Still, the funerals, the memorials, the plans for the next term- it was a lot. And it was wearing on her.
She knew each student who had died. Colin Creevey hadn't been the only underage wizard to sneak back. He hadn't been the only underage student to have a body lying on the cold, stone floor of the Great Hall. The faces flashed before her. She knew, taught, and loved every one.
Sitting back in her chair and staring into the fire, drink swirling slowly around the bottom of the glass, she let herself realize that not only were the students who had died hers- the older fighters, most had been hers too.

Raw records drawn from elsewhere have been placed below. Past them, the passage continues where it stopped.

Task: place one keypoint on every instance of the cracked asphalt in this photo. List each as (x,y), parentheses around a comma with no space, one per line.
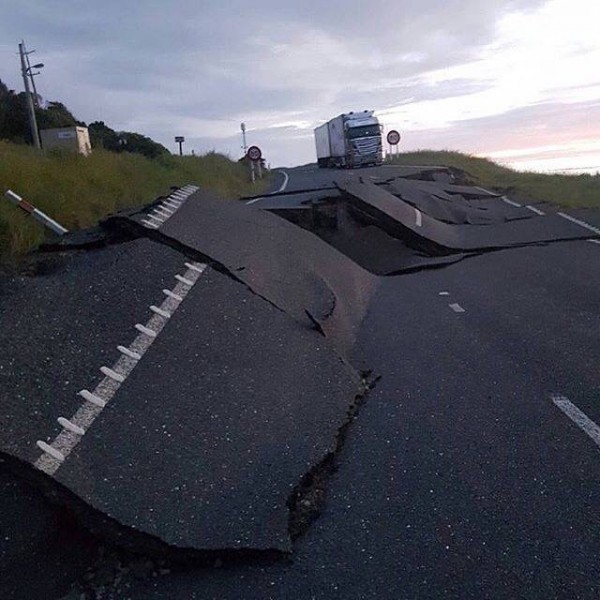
(459,477)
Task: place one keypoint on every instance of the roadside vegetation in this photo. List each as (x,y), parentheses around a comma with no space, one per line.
(576,191)
(77,190)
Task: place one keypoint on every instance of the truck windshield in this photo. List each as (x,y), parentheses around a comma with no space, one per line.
(365,131)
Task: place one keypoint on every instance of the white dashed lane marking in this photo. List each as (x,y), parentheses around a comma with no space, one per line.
(55,453)
(418,218)
(168,207)
(511,202)
(537,211)
(457,308)
(578,417)
(579,222)
(286,178)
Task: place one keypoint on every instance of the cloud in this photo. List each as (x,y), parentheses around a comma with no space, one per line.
(198,69)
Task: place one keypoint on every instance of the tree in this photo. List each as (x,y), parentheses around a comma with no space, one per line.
(14,126)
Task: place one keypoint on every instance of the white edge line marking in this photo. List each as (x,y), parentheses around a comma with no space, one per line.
(419,218)
(54,454)
(486,192)
(66,424)
(149,224)
(457,307)
(511,202)
(578,222)
(537,211)
(286,178)
(578,417)
(48,449)
(87,395)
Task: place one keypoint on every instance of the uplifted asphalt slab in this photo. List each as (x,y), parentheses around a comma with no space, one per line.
(58,328)
(288,266)
(169,404)
(400,219)
(204,443)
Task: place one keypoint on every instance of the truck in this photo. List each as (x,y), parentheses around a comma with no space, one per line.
(350,140)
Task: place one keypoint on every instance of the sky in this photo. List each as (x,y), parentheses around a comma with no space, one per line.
(517,81)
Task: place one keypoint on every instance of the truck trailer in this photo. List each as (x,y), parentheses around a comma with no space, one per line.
(351,140)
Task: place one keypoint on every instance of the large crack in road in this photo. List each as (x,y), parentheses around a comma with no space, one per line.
(300,285)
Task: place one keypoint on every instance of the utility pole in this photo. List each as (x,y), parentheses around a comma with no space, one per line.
(30,108)
(31,76)
(180,139)
(244,146)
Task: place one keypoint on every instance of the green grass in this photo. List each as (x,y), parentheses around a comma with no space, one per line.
(77,191)
(565,190)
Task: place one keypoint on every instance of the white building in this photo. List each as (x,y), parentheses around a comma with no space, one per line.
(76,139)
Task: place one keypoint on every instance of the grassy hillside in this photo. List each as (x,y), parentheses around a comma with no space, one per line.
(565,190)
(77,191)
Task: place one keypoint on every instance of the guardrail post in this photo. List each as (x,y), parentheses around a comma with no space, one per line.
(36,213)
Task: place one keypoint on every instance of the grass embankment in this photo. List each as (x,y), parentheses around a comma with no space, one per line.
(77,191)
(565,190)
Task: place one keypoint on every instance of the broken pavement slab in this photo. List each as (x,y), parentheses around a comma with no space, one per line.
(207,436)
(204,443)
(400,219)
(292,268)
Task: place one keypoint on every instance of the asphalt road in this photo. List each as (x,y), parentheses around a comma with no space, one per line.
(469,471)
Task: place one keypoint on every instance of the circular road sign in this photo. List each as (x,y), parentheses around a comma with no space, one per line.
(393,137)
(254,153)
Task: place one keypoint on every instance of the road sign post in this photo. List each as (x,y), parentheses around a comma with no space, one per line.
(393,139)
(180,139)
(254,155)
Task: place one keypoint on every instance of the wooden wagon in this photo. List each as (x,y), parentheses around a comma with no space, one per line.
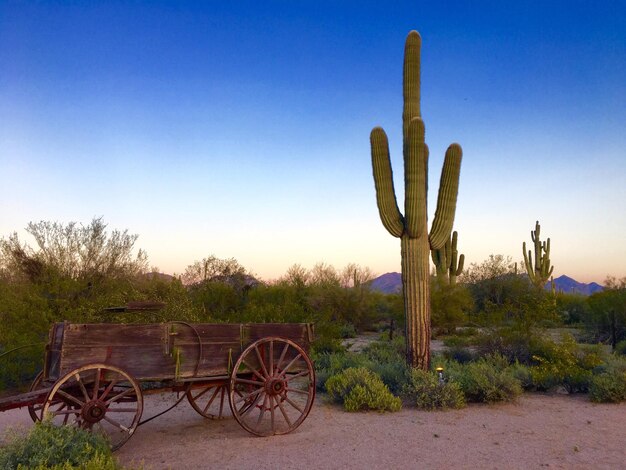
(95,375)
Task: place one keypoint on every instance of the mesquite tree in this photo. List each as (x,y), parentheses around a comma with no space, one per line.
(412,227)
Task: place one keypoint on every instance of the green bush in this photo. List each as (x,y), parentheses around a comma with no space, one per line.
(347,330)
(386,358)
(608,388)
(423,389)
(514,343)
(393,374)
(360,389)
(565,364)
(460,354)
(620,348)
(329,364)
(386,351)
(47,446)
(459,341)
(487,380)
(523,374)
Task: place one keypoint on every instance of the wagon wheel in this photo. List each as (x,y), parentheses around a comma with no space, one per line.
(272,387)
(101,398)
(209,400)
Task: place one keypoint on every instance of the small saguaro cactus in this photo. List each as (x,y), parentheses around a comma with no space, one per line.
(540,272)
(447,261)
(412,227)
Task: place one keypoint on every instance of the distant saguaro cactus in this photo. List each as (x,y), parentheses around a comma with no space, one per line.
(412,227)
(541,271)
(447,261)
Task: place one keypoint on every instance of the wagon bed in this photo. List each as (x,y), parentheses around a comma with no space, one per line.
(95,374)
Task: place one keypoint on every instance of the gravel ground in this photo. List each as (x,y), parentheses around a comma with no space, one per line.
(538,431)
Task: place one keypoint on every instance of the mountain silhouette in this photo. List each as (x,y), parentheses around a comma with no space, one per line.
(391,283)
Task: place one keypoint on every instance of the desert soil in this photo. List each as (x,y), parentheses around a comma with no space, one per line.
(538,431)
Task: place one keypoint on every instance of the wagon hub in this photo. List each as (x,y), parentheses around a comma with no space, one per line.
(93,411)
(275,386)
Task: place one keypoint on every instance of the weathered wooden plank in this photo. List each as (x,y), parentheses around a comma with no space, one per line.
(161,350)
(146,362)
(24,399)
(111,334)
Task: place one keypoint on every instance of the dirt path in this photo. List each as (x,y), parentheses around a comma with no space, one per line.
(539,431)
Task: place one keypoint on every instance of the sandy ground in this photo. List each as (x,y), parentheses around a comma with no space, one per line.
(538,431)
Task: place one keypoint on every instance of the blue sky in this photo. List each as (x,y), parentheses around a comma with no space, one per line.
(241,129)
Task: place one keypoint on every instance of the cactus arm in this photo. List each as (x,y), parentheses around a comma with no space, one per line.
(415,180)
(446,200)
(383,179)
(461,264)
(411,80)
(528,262)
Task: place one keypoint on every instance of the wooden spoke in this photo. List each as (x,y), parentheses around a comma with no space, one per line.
(116,424)
(212,398)
(82,387)
(277,399)
(254,371)
(282,410)
(262,362)
(35,410)
(251,407)
(250,382)
(288,400)
(108,389)
(96,385)
(72,411)
(115,418)
(247,397)
(282,356)
(260,418)
(304,373)
(70,398)
(271,357)
(120,395)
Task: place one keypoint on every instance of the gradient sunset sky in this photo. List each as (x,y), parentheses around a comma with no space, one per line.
(241,129)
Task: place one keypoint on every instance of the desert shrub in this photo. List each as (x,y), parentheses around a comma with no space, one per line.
(423,389)
(514,343)
(459,341)
(608,387)
(620,348)
(565,364)
(487,380)
(523,374)
(329,364)
(326,345)
(460,354)
(347,330)
(393,374)
(47,446)
(385,351)
(360,389)
(386,358)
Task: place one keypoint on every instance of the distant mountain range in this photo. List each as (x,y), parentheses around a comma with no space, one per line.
(391,283)
(568,285)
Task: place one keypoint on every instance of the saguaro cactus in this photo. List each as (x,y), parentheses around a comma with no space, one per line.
(412,227)
(447,261)
(541,271)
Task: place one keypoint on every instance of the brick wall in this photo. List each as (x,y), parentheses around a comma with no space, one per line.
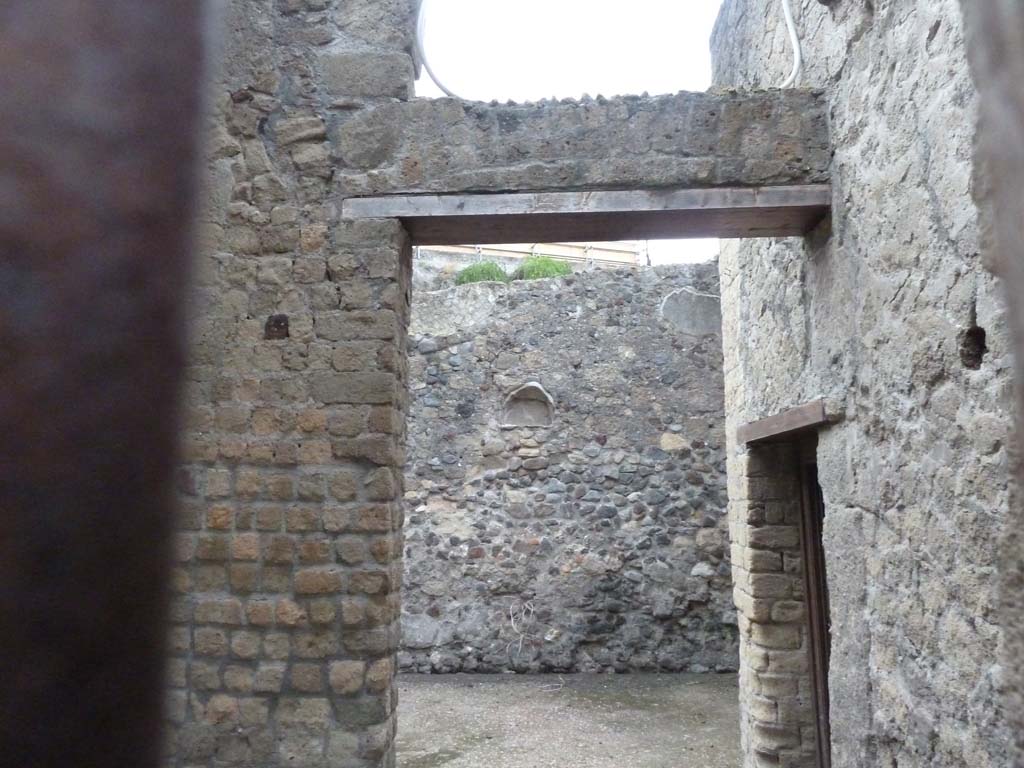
(776,721)
(289,557)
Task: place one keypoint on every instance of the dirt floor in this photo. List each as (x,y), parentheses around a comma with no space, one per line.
(568,721)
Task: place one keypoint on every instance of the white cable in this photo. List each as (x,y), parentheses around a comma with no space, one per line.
(421,51)
(798,57)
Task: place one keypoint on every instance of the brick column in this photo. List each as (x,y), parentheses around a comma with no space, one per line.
(290,547)
(776,714)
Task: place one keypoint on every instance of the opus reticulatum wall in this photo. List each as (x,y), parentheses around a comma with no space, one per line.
(289,569)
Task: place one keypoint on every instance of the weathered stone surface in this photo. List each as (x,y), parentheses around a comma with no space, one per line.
(361,73)
(870,313)
(689,139)
(570,547)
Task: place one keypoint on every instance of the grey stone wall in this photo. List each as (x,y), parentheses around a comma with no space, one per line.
(873,312)
(596,543)
(684,139)
(995,43)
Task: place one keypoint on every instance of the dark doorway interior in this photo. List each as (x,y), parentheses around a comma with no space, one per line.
(816,587)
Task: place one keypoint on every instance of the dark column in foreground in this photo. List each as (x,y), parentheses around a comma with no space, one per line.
(98,107)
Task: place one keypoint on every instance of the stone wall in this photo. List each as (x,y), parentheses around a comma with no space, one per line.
(290,549)
(879,312)
(289,556)
(599,541)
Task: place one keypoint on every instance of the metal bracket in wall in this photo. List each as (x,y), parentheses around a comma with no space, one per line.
(785,425)
(600,215)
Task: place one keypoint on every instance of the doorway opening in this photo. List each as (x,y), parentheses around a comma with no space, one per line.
(566,515)
(816,591)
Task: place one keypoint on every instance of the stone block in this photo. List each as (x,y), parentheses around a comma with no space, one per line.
(367,73)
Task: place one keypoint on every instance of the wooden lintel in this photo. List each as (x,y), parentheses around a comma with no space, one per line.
(600,215)
(782,426)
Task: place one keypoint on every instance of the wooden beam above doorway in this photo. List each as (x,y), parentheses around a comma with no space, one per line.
(784,425)
(601,215)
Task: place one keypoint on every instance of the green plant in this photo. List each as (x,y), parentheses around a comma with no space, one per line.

And they weren't all on her side. She'd squared off against some of the most vile humans to walk the planet. Men and women who considered blood status to be more important than simply being born human. But they had been hers and she had loved them at age 11. At age 12, 13, 14… As some of them made their way through Hogwarts, she'd had to admit that no amount of detentions, redirection, or care in her form of authoritative persuasion was going to have any effect on how the chose to live their lives. Voldemort had taken hold in their hearts. Their parents, for many, had pushed them to their fate and so it would continue down the line.
She'd seen Draco, Narcissa, and Lucius in the Great Hall. She knew that the law of the DMLE would come down on at least the head of the family, but it warmed her heart that, at the end, they parents had decided their son was more important than allegiance to a mad man.
Still, others were not so fortunate, or, perhaps, had not made the right choices and had paid the price. As much as she knew, in her head, that they had gotten what was coming, she could picture so many of them at 11, anxious and nervous to be sorted, looking up at her in awe. Her heart ached.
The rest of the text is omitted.